How to Develop an Effective Golf Play Strategy to Hit More Birdies

Hitting more birdies is ultimately the goal for most of us. It’s the reason we practice and play as often as we do. But there are some other strategies you can implement to heighten the likelihood of hitting more birdies more often. Try the following:

It’s all in the hips

The more flexible your hips, the better your stroke will become. Professional golfers give testament to the fact that working out the mid section of the body does wonders for better golf strokes. Hit the gym a bit more often and concentrate on your mid section to attain looser, more flexible hips.

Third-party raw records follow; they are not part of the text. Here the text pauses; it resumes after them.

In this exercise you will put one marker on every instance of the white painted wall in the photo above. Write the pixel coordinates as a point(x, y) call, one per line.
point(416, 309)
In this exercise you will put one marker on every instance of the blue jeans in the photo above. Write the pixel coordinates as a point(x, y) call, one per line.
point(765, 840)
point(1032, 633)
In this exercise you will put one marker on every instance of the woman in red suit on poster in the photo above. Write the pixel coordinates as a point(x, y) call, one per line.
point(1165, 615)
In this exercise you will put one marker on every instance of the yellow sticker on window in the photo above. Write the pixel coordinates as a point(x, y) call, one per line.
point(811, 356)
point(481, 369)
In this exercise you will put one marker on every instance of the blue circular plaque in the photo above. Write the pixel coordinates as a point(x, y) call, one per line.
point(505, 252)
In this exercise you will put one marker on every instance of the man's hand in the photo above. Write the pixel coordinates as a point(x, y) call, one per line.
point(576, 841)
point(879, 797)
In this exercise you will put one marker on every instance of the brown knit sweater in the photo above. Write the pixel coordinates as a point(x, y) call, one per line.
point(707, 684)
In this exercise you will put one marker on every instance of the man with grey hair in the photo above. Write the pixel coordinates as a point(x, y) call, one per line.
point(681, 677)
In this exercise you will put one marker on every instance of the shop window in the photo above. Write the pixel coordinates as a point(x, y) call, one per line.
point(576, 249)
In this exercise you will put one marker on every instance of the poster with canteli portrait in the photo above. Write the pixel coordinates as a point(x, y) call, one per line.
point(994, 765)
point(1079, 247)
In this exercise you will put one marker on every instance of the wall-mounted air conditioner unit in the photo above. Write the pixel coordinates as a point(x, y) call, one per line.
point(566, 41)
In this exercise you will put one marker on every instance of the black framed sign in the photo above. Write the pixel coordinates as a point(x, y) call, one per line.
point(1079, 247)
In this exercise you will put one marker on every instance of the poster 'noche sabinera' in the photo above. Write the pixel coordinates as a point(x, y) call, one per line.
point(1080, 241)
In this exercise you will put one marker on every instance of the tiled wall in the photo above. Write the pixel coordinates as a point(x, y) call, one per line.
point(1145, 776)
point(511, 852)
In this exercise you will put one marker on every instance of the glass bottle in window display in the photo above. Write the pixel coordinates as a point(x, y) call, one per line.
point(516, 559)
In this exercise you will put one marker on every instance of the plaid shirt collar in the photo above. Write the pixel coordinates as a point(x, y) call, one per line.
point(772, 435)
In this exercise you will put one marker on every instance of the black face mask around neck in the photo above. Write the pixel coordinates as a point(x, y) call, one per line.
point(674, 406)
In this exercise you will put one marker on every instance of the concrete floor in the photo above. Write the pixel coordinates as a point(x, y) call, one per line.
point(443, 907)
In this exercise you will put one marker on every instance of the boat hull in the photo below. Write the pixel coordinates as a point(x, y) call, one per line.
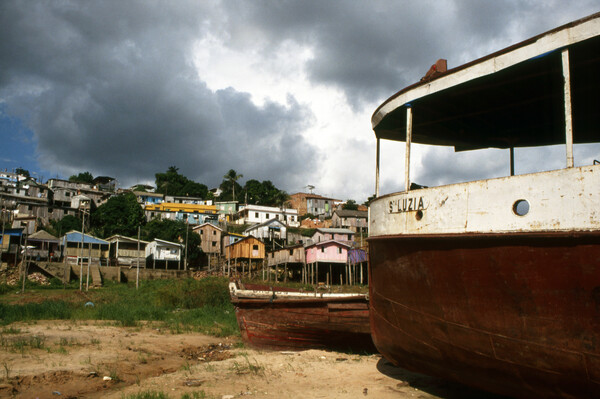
point(307, 323)
point(515, 314)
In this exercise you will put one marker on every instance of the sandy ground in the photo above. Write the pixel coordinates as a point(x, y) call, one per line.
point(94, 360)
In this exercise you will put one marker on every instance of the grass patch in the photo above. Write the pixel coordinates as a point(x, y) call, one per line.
point(178, 305)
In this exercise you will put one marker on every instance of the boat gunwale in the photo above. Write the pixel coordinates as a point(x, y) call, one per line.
point(377, 119)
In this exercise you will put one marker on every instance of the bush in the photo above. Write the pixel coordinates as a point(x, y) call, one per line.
point(192, 294)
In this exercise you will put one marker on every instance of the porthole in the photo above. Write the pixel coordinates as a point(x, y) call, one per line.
point(521, 207)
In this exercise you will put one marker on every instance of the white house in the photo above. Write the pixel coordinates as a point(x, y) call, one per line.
point(271, 229)
point(250, 214)
point(163, 253)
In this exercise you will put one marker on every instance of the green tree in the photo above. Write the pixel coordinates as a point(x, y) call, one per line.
point(22, 172)
point(369, 200)
point(64, 225)
point(173, 183)
point(350, 205)
point(232, 177)
point(121, 214)
point(174, 231)
point(264, 193)
point(85, 177)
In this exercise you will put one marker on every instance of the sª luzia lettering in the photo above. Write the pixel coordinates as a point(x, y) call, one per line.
point(406, 204)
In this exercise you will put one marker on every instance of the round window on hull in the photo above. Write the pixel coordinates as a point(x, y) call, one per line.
point(521, 207)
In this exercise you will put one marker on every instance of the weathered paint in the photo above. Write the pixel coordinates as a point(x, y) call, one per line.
point(327, 251)
point(464, 285)
point(560, 200)
point(277, 320)
point(494, 63)
point(513, 313)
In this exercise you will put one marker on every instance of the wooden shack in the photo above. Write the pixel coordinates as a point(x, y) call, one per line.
point(288, 262)
point(124, 251)
point(164, 254)
point(327, 261)
point(248, 252)
point(84, 248)
point(45, 246)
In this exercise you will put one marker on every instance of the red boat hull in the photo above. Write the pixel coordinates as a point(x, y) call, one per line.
point(309, 323)
point(514, 314)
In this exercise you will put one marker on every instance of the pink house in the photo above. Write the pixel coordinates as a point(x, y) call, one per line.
point(326, 261)
point(323, 234)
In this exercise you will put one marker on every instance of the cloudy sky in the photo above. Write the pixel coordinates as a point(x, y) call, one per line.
point(277, 90)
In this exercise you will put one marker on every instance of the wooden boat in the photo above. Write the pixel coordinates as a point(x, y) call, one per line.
point(286, 319)
point(496, 283)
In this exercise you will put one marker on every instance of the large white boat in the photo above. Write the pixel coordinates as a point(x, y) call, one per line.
point(496, 283)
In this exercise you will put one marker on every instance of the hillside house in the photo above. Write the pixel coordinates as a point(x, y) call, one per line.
point(78, 248)
point(210, 238)
point(193, 214)
point(326, 262)
point(249, 252)
point(226, 210)
point(254, 214)
point(163, 254)
point(356, 221)
point(124, 251)
point(180, 199)
point(45, 246)
point(287, 262)
point(272, 229)
point(314, 204)
point(146, 198)
point(10, 241)
point(326, 234)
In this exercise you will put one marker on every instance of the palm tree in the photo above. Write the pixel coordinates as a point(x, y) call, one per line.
point(232, 176)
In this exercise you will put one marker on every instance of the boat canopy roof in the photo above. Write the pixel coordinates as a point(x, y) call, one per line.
point(512, 98)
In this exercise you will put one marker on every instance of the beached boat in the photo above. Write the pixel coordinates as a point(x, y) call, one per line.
point(286, 319)
point(496, 283)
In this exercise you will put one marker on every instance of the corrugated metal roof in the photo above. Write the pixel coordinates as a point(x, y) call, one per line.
point(75, 236)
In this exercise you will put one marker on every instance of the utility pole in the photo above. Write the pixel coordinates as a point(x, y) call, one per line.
point(137, 275)
point(186, 237)
point(81, 266)
point(24, 261)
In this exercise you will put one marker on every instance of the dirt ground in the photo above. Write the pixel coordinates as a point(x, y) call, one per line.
point(59, 359)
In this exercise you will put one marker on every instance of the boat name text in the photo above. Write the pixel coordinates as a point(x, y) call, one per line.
point(406, 204)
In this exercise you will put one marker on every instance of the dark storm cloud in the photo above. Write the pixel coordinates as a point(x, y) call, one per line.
point(110, 88)
point(372, 49)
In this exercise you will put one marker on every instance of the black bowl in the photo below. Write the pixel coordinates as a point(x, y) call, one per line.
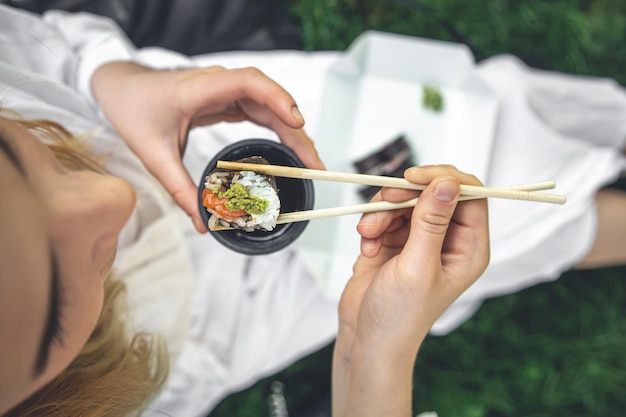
point(294, 195)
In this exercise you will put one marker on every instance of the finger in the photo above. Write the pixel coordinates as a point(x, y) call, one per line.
point(244, 83)
point(394, 236)
point(170, 172)
point(426, 173)
point(302, 145)
point(431, 217)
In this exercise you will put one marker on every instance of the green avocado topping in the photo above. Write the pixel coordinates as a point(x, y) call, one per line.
point(240, 199)
point(432, 98)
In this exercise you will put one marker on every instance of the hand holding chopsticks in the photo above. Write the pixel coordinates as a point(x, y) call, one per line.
point(468, 192)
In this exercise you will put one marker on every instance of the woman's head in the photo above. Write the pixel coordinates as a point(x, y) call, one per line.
point(58, 241)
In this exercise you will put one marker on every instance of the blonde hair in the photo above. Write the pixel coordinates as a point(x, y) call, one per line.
point(114, 374)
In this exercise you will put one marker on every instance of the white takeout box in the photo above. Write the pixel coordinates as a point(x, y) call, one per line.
point(372, 94)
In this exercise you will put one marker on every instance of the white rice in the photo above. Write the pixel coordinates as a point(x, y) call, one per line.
point(257, 185)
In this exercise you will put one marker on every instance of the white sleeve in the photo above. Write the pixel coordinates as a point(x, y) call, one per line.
point(95, 40)
point(61, 46)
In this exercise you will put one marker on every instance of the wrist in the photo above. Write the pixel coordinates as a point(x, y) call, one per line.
point(371, 382)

Transfer your weight to the left

As your swing culminates into a shot, your right side weight should quickly shift to the left. By the time your shot is complete, about 90% of your full body weight should be resting on the left side. You’ll feel this on your left foot so make a point of practicing shots that end correctly.

Go high for more control

Birdies are more about control than distance. If you are constantly attempting to drive long and straight instead to high and accurate, you’ll always end up at the mercy of the ball. Strike the ball with purpose every time. Every shot is an opportunity to reach your goal position. Don’t think you can do it—see the shot in your mind and know you can.

When to use your upper and lower body during play

We have already mentioned that a great swing lies in the flexibility of the hips. When you make a drive shot, your hips and legs do most of the work; and your upper body should act as a spring to control that shot. But it’s equally important to remember that iron shots rely heavily on the movement of your upper body. Be mindful of how the movement of your arms and torso can be utilized to control your swing and make it to the fairway more effectively.

Learn your geometry

Understanding angles plays a large part in improving your overall game. If you’re aiming for more birdies, learn about how club, body and surface angles affect your shot. How high the ball travels also affects the direction and distance of the ball. The more you practice, the more you’ll start gaining familiarity with angles and their correlation with where the ball ends up.